Mas, ¿cuál ha sido el rol del violonchelo en la música de Guatemala? En nuestro medio, las crónicas y las partituras de las eras colonial y republicana no pasan de mostrarlo como un acompañante, con muy esporádicos momentos de protagonismo hasta bien entrado el siglo pasado. Sus posibilidades como solista pasan desapercibidas, pese a las portentosas piezas de Schumann, Lalo, Brahms, Saint-Saëns, Tchaikovsky, Dvorák y Elgar (por mencionar únicamente la obra de maestros europeos de 1800). Cualquier música guatemalteca para chelo, de esa época o anterior, tiene forzosamente que ser transcripción de composiciones destinadas a otros instrumentos.

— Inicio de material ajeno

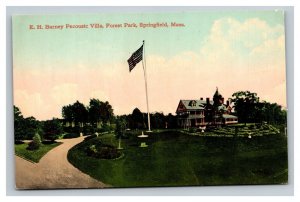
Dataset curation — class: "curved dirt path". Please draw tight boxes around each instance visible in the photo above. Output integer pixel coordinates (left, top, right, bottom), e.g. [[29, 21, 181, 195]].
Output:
[[15, 137, 108, 189]]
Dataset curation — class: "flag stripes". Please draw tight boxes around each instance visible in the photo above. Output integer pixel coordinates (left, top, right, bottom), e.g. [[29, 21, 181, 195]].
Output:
[[127, 45, 144, 72]]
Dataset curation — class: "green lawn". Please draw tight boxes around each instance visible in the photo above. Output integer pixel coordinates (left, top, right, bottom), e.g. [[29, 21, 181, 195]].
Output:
[[15, 142, 61, 163], [68, 131, 288, 187]]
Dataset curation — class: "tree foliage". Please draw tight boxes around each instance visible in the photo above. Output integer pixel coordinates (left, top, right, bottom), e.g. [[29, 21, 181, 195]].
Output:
[[14, 106, 41, 142], [43, 118, 63, 141]]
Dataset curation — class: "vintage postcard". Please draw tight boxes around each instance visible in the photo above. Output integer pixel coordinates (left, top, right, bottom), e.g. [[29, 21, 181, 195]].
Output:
[[12, 10, 288, 189]]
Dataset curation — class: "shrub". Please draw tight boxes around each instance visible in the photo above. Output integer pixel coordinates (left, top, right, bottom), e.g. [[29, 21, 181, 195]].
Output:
[[84, 135, 97, 141], [86, 143, 121, 159], [63, 133, 80, 139], [27, 133, 42, 150]]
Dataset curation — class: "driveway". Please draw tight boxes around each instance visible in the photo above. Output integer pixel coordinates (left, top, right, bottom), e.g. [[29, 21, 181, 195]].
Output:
[[15, 137, 108, 189]]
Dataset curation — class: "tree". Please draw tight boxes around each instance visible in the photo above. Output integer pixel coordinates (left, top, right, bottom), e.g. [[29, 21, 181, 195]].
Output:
[[232, 91, 259, 124], [43, 118, 63, 141], [14, 106, 41, 142], [88, 99, 114, 125], [131, 108, 145, 129], [14, 106, 25, 142], [150, 112, 166, 128], [88, 99, 101, 125], [73, 101, 88, 127], [62, 105, 75, 123]]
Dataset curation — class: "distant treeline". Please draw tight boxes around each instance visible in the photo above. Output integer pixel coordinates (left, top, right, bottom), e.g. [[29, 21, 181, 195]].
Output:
[[14, 91, 287, 142]]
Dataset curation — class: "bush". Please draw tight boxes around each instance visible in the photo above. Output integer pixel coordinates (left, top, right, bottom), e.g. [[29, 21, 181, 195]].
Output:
[[63, 133, 80, 139], [84, 135, 97, 141], [27, 133, 42, 150], [86, 142, 121, 159]]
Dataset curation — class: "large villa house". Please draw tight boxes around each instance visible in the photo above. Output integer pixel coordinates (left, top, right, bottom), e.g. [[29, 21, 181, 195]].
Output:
[[176, 88, 238, 128]]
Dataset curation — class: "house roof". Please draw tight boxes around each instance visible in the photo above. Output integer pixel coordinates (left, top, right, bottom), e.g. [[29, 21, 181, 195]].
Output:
[[180, 100, 213, 110], [222, 114, 237, 119]]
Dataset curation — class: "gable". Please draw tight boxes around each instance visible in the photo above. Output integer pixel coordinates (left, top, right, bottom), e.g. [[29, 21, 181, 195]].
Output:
[[176, 100, 186, 113]]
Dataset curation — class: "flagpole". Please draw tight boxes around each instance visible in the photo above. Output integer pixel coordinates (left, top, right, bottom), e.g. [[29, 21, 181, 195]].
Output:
[[142, 40, 151, 131]]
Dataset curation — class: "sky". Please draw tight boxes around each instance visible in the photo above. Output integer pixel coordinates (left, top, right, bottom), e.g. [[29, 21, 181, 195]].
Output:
[[13, 11, 286, 120]]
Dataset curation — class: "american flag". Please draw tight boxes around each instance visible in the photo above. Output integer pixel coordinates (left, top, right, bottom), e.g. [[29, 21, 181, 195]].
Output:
[[127, 44, 144, 72]]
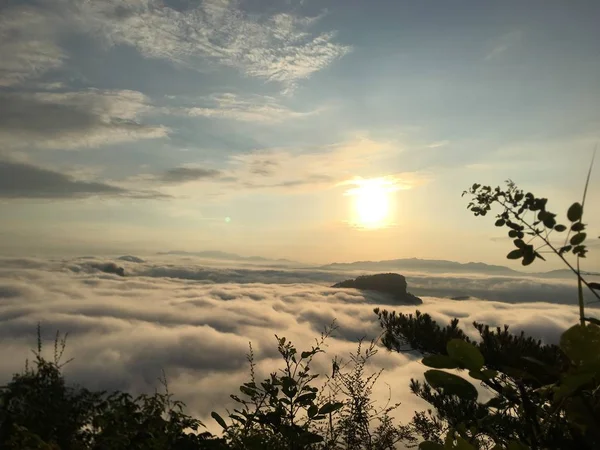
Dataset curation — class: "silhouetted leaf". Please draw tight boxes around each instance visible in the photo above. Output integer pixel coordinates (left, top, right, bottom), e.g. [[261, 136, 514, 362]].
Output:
[[301, 431, 325, 444], [419, 441, 444, 450], [425, 369, 477, 400], [567, 202, 583, 222], [506, 248, 523, 259], [319, 402, 344, 414], [507, 441, 529, 450], [446, 339, 485, 371], [210, 411, 227, 429], [521, 252, 535, 266], [454, 436, 477, 450], [421, 355, 458, 369], [469, 369, 498, 381], [569, 233, 587, 245]]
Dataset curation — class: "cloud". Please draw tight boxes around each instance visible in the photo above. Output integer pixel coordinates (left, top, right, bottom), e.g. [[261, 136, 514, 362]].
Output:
[[164, 93, 319, 124], [0, 6, 66, 87], [0, 161, 163, 199], [128, 136, 414, 196], [427, 141, 450, 148], [70, 0, 350, 86], [160, 167, 221, 183], [228, 136, 418, 191], [0, 257, 593, 431], [0, 89, 168, 149], [484, 31, 523, 61]]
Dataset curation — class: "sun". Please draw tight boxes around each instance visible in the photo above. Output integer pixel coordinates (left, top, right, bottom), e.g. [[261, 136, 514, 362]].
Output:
[[346, 178, 395, 228]]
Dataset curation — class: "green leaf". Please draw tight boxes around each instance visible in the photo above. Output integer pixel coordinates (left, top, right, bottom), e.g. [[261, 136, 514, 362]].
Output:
[[485, 397, 506, 409], [560, 324, 600, 365], [584, 314, 600, 325], [554, 372, 596, 401], [319, 402, 344, 414], [446, 339, 485, 370], [506, 248, 523, 259], [558, 245, 573, 255], [425, 369, 477, 400], [567, 202, 583, 222], [419, 441, 444, 450], [210, 411, 227, 429], [421, 355, 458, 369], [569, 233, 587, 245]]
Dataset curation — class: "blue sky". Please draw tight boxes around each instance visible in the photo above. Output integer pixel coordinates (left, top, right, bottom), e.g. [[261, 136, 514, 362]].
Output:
[[0, 0, 600, 268]]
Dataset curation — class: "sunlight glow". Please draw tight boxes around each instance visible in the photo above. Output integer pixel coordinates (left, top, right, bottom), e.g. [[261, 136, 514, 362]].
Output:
[[346, 178, 398, 229]]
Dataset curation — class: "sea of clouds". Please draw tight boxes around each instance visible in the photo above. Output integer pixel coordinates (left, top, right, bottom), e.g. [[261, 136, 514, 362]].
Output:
[[0, 256, 592, 431]]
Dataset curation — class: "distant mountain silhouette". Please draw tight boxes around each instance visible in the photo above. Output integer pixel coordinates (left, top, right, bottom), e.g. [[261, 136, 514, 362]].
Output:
[[320, 258, 600, 278], [117, 255, 145, 263], [90, 262, 125, 277], [332, 273, 423, 305], [321, 258, 522, 275], [157, 250, 295, 263]]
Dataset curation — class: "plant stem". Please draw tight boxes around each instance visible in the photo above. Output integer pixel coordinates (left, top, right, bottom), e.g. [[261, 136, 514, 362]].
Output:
[[496, 200, 600, 308]]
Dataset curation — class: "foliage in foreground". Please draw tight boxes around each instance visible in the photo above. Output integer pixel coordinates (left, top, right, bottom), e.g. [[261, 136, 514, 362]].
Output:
[[0, 178, 600, 450]]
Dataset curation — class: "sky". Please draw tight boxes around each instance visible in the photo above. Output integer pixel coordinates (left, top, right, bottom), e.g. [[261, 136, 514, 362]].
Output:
[[0, 0, 600, 270]]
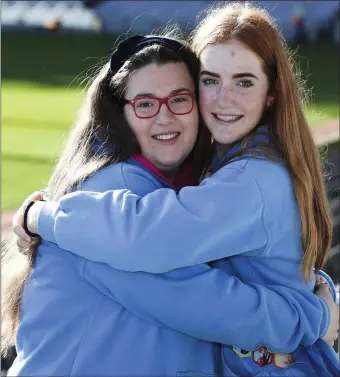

No es sino hasta la década de 1940, con Enrique Solares y, más adelante, con Joaquín Orellana, Jorge Sarmientos y Enrique Anleu Díaz, que encontramos expresiones dirigidas específicamente al violonchelo. Aun los pocos compositores nacionales de décadas recientes no nos facilitan una profunda producción orientada al chelo y se hace necesario continuar con una labor de acomodación de música local concebida para otras dotaciones instrumentales. Es así como surge el disco denominado El violonchelo guatemalteco, en que el autor de estas líneas agradece y cuenta con la excelente complicidad del pianista costarricense Gerardo Meza Sandoval y del ingeniero de sonido Jorge Estrada, así como la colaboración del licenciado Alex Salazar y el fundamento financiero del Aporte para la Descentralización Cultural (Adesca) a fin de producir el primer disco centroamericano de música guatemalteca exclusivamente en versiones para chelo y piano.
Como es evidente, aquí especulamos con la paciencia y amabilidad de los lectores y las lectoras, al someter a su consideración el resultado de muchas temporadas de investigar, transcribir, adaptar y digitalizar música guatemalteca proveniente de las más diversas fuentes documentales. La consecuencia es un disco compacto que juega, como en una montaña rusa, con materiales sonoros de divergente especie que, a más de los ya mencionados, cuenta con contribuciones de un anónimo de Huehuetenango, a la par de Raphael Castellanos, Eulalio Samayoa, Germán Alcántara, J. M. Alvarado, Ricardo Castillo, Benigno Mejía, Óscar Castellanos, Sergio Reyes Mendoza, Isabel Ciudad-Real y el propio relator de esta breve crónica.
Regresemos, pues, al principio. Este CD, aparecido hace pocos meses, ofrece al oyente un itinerario caleidoscópico por la música de nuestra nación, en versiones para violonchelo y piano.